Adding attributes to class files (Basic) - VictoryWangCN/soot GitHub Wiki

This tutorial will show you how to add various kinds of class file attributes to a program, created from scratch, with Soot. It extends the program introduced in Creating a class file from scratch. Another, slightly more detailed, illustration of this process is available in the Soot tutorial Adding attributes to class files.

Class file Attributes

Attributes are name-value pairs that can be associated with various class file structures. The Java VM spec (chapter 4.7) defines four different kinds of attribute. (Or, to be more precise, attributes can be attached to four different class file structures.) The four are: class, field, method, and code.

All attributes have the following structure:

attribute_info {
    u2 attribute_name_index;
    u4 attribute_length;
    u1 info[attribute_length];
}

We will extend the program from the Creating a class file from scratch tutorial to add attributes of each kind to the class file it produces.

Soot Hosts and Tags

We can attach arbitrary metadata to a variety of Soot data structures. Some such metadata may be converted into class file attributes when a class file is produced, and some may be for internal Soot use only. Two interfaces, in the soot.tagkit package, define this metadata facility: Host and Tag. A Tag is a named piece of metadata and a Host is an object that may have any number of uniquely named Tags attached.

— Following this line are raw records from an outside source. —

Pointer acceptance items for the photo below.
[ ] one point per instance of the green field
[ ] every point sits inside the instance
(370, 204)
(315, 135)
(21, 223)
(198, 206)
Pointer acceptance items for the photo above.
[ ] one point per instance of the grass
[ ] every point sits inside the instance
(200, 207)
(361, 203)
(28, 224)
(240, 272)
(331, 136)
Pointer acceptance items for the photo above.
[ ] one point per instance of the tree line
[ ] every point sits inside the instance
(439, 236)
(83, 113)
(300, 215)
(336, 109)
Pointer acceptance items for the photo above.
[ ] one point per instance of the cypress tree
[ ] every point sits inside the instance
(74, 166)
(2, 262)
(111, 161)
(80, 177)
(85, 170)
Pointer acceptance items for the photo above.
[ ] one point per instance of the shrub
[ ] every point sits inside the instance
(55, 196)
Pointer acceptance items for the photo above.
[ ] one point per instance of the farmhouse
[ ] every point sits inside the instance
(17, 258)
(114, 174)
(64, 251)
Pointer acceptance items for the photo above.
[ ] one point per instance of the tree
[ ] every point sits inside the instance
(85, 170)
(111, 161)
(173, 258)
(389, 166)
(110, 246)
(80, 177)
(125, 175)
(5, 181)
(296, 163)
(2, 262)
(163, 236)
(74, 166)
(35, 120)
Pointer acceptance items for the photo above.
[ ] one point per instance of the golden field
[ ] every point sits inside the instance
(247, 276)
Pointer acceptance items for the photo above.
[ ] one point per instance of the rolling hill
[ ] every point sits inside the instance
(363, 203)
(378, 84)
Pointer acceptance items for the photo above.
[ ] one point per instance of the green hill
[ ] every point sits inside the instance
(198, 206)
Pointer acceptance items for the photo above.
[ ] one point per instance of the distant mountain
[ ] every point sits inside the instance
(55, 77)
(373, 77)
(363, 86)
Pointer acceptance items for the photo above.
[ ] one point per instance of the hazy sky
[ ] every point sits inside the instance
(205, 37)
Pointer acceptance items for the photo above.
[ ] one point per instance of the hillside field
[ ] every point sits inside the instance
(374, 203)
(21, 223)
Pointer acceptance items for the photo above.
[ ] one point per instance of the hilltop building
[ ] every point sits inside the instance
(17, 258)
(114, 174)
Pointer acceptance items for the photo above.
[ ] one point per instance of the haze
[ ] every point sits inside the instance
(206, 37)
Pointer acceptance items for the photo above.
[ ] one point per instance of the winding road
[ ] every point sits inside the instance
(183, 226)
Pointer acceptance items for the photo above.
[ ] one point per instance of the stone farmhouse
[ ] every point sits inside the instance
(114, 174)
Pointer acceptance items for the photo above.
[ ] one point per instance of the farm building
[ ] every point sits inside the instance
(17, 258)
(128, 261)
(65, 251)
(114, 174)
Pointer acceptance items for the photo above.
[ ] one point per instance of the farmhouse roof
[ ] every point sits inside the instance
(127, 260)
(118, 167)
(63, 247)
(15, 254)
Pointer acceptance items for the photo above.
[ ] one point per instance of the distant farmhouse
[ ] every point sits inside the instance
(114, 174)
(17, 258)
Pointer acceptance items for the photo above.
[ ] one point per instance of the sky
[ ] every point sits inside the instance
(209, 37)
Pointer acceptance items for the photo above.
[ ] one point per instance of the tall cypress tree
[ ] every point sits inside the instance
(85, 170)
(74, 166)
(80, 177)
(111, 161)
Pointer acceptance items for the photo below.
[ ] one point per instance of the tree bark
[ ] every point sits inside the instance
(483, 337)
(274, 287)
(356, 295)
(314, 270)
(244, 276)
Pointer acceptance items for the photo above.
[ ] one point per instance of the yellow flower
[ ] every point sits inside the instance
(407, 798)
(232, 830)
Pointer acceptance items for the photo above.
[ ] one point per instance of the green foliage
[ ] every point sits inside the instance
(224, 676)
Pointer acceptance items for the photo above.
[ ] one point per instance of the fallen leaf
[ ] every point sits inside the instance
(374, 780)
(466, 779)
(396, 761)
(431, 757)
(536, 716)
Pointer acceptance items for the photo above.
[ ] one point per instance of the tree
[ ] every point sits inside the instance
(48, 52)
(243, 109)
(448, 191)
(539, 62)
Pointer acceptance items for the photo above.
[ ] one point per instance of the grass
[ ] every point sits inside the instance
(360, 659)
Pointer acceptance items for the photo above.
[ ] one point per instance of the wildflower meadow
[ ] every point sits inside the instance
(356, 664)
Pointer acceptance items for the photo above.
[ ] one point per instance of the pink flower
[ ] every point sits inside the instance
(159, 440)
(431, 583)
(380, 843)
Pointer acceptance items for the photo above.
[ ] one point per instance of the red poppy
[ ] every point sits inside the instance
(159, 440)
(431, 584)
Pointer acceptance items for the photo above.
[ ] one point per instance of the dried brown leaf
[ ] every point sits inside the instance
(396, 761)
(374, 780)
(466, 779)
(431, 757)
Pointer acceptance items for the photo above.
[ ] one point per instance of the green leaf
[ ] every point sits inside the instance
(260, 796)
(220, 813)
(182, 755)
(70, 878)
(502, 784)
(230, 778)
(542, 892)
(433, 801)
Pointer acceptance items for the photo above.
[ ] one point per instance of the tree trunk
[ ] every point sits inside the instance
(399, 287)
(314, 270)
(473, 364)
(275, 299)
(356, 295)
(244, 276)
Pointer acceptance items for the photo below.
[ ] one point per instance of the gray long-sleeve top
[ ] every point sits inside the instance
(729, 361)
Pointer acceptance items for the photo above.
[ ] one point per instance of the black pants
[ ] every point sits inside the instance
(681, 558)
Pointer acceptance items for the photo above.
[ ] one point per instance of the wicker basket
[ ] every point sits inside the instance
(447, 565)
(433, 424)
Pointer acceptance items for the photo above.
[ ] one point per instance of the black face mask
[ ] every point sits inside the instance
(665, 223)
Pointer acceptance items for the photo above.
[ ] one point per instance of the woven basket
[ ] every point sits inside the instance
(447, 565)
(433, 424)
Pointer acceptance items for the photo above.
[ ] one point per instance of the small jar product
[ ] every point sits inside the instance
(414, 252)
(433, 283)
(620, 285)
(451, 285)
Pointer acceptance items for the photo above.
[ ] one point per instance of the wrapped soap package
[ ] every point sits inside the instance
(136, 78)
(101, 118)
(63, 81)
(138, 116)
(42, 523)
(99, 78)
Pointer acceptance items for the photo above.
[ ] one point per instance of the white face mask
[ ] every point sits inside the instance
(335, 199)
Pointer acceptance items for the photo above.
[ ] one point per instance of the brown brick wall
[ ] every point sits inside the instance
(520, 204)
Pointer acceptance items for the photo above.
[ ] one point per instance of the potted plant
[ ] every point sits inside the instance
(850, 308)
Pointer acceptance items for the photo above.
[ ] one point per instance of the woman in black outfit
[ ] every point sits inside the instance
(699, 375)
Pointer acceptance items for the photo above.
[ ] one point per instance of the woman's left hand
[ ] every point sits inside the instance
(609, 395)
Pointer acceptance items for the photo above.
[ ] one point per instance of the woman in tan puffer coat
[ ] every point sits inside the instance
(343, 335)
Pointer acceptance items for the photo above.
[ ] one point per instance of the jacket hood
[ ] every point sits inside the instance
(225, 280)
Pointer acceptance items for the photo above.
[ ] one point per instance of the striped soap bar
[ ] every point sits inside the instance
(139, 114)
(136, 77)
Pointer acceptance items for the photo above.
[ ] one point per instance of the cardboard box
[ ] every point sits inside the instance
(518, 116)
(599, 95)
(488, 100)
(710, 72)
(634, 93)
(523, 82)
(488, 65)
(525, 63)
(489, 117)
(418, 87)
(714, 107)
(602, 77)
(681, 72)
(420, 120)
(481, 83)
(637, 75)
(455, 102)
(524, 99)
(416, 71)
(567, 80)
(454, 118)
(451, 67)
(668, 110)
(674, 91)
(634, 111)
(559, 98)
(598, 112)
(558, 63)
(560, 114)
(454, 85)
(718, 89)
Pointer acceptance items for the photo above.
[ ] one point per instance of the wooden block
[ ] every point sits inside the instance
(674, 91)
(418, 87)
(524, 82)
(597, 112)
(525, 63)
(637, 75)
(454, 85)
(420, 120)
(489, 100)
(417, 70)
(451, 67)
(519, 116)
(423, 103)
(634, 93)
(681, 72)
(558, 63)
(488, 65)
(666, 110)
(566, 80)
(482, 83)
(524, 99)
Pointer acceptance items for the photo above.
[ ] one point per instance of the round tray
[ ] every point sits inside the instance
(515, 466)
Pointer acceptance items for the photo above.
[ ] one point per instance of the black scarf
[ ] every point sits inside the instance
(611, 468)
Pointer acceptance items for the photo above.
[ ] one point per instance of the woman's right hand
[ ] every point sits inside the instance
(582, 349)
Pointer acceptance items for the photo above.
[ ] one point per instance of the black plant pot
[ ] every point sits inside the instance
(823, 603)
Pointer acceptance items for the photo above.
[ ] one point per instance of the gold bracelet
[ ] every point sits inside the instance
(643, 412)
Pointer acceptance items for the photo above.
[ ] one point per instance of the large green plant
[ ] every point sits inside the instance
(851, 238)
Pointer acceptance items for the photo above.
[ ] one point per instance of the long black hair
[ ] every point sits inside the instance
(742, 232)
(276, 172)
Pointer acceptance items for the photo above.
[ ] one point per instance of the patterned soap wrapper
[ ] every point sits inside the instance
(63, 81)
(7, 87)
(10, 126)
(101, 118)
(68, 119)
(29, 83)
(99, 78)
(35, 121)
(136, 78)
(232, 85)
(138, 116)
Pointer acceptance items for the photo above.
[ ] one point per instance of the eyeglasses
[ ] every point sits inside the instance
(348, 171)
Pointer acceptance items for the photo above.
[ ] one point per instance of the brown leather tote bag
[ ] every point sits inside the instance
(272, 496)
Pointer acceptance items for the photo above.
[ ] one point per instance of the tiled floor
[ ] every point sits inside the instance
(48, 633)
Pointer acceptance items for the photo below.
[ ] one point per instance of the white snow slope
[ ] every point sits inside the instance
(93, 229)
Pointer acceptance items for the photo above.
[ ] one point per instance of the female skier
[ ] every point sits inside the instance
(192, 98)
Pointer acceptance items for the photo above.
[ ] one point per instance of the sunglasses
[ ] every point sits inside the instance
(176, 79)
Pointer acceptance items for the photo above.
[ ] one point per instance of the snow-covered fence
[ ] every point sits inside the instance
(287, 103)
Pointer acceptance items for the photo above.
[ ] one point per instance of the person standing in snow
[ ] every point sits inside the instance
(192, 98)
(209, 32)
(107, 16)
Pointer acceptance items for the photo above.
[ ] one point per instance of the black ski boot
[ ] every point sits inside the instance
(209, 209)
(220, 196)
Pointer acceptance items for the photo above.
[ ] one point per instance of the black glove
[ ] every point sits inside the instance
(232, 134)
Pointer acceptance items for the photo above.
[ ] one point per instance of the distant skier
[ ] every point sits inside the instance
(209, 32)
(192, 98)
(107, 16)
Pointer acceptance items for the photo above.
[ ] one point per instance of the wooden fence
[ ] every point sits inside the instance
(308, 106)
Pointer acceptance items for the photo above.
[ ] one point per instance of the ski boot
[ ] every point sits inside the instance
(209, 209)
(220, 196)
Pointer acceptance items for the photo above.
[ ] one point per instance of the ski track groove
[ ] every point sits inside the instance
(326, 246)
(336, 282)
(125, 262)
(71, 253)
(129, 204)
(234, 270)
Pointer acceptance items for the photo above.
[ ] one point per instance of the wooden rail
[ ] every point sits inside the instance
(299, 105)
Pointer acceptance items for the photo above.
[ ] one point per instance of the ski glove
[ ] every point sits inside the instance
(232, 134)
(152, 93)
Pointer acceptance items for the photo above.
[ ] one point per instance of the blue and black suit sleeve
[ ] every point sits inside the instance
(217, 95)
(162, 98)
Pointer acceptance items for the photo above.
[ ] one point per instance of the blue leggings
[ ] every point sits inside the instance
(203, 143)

If we wish to define a Tag that will be converted to a class file attribute, we use the Attribute subinterface and attach it to a soot structure that corresponds to one of the four class file structures to which attributes can be attached.

Adding Class and Method Attributes

In this section, we will extend our program to add class and method attributes to the resultant HelloWorld class. To add class and method attributes, we will use the GenericAttribute class, which is a default implementation of Attribute suitable for simple class, method and field attributes.

The following code snippets show how to add class and method attributes. The class attribute will have the value foo and the method attribute will have no data. The generated class file will now have these attributes.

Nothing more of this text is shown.